And we roared out of the tunnel, almost rearing on our back wheels, beeping our horn. Trewin threw his arm out the window, clenching his fist, and the big guy behind us, a huge metal tanker, blew his horn again, short and repeating along with us. We caught up to the traffic and settled in the London evening light, ten minutes away from OSLO.

We arrived on time, and, as the venue had no lift, carried our gear up six flights of stairs in silence.

Tim

P.S. The album will be done. We have a date. What that date means, we do not know. Whether we get there in time depends on whether we can will ourselves across the river to the other side of the tunnel. Eh? Eh? Do you see?

Sunday, 20 September 2015

Snap.

To be in a band, you must be able to take good photographs.

It's no secret that at this point in time, you need to have a visual aspect to your music. Be it big boobs (check), eye-catching hairstyles (and how), or a steel spike installed in your forehead that rams in and out forty-five times per second (installed but not near forehead); you need some eye-smash that's going to “hook” the “punters” in, in the words of the “industry”.

This has been the case since many years ago some clever-head realised that Elvis, though he had good songs, didn't need good songs. Instead, he could get away with miming along to the sound of a stick disturbing a tray of bones so long as he'd continue to wiggle his hips like a bee.
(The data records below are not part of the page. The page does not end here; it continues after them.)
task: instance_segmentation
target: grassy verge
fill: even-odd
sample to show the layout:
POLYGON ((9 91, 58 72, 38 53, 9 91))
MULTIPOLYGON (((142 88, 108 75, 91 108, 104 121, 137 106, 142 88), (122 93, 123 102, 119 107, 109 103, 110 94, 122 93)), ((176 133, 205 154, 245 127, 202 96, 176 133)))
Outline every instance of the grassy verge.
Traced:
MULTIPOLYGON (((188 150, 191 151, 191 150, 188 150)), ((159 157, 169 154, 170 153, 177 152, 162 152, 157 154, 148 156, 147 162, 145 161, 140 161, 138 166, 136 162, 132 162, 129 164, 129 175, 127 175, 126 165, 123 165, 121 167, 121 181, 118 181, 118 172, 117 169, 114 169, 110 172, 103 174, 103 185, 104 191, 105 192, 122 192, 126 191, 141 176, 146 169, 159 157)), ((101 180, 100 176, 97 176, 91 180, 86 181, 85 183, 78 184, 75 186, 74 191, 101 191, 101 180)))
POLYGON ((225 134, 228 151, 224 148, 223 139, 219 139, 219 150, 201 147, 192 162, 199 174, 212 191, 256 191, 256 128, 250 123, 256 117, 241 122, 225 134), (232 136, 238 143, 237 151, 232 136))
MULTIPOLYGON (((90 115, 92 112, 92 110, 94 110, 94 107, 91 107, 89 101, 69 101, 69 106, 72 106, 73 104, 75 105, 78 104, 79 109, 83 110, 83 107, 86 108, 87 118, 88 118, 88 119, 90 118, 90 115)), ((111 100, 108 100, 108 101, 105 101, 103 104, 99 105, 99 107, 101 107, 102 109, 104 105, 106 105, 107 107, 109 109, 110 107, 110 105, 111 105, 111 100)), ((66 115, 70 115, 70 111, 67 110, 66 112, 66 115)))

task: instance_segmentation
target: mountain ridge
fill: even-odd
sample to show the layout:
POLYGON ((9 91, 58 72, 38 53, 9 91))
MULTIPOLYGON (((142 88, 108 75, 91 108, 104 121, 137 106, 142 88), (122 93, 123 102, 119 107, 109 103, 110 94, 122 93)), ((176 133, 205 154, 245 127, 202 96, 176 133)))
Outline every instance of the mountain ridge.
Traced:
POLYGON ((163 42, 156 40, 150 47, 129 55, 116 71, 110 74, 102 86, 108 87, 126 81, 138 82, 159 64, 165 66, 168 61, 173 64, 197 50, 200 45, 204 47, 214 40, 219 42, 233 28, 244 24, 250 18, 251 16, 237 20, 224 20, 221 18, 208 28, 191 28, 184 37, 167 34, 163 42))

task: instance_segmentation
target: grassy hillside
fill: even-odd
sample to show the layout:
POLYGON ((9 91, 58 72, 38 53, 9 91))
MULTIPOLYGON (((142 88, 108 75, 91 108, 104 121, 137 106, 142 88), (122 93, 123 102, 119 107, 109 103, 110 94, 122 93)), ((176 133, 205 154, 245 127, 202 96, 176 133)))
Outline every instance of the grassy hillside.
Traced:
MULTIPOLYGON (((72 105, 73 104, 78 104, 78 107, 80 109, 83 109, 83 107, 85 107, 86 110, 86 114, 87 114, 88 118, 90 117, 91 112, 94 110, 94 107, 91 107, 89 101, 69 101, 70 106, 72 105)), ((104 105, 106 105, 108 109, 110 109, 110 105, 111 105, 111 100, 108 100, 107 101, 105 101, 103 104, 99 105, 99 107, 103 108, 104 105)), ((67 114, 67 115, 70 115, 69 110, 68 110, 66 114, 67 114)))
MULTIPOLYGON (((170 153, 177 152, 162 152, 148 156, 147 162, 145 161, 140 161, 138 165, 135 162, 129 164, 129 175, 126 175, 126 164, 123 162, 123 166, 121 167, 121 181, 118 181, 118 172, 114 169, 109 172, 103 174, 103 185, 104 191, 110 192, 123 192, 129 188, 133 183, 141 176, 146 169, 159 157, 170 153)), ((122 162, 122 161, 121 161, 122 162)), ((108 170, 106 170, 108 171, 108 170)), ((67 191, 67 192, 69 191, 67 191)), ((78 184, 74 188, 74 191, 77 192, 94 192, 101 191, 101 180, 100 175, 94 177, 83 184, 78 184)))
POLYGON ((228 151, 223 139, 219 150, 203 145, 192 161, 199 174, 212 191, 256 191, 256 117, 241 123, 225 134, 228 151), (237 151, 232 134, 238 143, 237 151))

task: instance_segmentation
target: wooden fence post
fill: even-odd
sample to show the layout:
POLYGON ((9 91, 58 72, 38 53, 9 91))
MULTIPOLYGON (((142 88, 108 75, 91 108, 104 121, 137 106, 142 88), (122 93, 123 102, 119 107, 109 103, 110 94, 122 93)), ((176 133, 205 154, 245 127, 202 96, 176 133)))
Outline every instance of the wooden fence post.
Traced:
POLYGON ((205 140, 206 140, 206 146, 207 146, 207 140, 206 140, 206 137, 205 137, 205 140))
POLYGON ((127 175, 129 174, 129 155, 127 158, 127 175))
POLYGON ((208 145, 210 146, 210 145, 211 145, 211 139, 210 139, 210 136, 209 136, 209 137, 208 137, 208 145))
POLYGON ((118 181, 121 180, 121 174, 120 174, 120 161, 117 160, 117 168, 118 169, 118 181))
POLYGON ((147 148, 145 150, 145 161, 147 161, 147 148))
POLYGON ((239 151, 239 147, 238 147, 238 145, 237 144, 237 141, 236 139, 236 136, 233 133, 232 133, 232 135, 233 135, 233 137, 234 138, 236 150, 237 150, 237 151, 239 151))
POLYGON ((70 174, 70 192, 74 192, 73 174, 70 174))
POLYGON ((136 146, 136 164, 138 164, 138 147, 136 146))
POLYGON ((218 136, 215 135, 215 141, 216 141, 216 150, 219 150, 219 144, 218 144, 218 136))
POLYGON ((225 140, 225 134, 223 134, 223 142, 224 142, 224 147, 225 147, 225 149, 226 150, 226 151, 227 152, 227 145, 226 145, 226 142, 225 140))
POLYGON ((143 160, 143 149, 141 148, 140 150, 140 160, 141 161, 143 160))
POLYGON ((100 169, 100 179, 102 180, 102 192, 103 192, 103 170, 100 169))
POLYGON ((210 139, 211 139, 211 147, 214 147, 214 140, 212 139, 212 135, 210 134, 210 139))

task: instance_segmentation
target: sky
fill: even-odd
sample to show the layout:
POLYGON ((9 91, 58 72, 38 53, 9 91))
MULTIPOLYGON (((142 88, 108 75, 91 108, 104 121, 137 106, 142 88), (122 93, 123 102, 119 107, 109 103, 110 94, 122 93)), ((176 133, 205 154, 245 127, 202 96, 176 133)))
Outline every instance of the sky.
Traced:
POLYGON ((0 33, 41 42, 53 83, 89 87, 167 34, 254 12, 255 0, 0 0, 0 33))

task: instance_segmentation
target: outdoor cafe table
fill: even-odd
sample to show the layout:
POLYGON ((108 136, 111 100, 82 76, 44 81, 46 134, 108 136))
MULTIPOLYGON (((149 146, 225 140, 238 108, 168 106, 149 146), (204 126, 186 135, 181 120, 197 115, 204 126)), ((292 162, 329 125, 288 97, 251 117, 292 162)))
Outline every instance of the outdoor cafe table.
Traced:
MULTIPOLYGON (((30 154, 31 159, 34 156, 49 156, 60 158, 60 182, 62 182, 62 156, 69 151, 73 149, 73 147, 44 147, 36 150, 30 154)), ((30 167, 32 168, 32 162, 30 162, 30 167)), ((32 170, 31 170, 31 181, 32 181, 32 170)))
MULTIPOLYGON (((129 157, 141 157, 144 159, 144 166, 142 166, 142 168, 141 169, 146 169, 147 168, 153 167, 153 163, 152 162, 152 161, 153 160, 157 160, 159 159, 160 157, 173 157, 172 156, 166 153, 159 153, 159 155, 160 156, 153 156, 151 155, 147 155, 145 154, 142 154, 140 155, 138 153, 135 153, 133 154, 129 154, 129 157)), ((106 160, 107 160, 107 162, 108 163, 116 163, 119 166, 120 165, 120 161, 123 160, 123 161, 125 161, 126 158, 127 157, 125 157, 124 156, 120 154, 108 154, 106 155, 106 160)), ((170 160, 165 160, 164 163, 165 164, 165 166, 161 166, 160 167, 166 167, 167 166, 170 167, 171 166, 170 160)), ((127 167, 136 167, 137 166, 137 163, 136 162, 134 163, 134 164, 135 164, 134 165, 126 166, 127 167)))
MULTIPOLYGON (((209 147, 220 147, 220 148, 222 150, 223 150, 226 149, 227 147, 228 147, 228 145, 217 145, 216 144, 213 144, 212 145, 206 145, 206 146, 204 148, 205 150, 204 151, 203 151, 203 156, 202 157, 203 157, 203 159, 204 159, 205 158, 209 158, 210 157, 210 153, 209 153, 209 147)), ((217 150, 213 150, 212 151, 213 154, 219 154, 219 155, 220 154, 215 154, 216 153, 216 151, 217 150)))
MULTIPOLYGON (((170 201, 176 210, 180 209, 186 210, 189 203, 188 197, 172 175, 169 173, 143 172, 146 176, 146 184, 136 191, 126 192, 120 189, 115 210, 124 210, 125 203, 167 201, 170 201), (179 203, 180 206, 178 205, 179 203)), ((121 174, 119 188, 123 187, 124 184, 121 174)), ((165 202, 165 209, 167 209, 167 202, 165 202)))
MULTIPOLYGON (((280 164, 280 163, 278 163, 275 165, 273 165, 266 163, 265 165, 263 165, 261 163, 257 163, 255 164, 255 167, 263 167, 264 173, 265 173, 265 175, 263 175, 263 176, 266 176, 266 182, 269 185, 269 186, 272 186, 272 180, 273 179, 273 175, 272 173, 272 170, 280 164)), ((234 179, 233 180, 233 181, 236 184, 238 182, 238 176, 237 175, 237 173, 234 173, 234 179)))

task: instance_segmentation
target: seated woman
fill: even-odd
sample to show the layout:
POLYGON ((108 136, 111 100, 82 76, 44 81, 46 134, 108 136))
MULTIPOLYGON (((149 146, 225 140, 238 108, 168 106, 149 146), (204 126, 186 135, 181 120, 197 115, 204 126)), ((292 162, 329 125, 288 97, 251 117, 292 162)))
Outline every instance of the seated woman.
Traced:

If Elvis wiggled, kids would jump and scream. It didn't matter what they heard. So true was this that coins would often spill out of the kid's pockets and fall up into their mouths, whereupon they would choke and vomit out their hamburgers and Coca-Cola. This meant that a large number of the crowd at any given concert would slip over and break their backs. Soon, outside in the cold distance, appeared Presley Ambulance Services Inc. vans. These vans  would take the crooked kids from the venue, operate on their spines, and then charge extortionate medical bills. The “Elvispitals” sole staff were Elvis androids, which meant the children would be happy to receive diagnoses of false chronic conditions leading to repeat visits, and more bills. Elvis would also personally scrape the vomit-coins from the concert floor after each performance, skating around on his blue suede shoes and singing under his breath:

Elvis Presley, gonna git yo' sick-coins.

Many sheeple don't know that the living Elvis now owns the moon, and that the phases of the moon are in fact Elvis attempting to cover the moon in its Vegas suit, which blows away and then he has to start again, frustrated and alone.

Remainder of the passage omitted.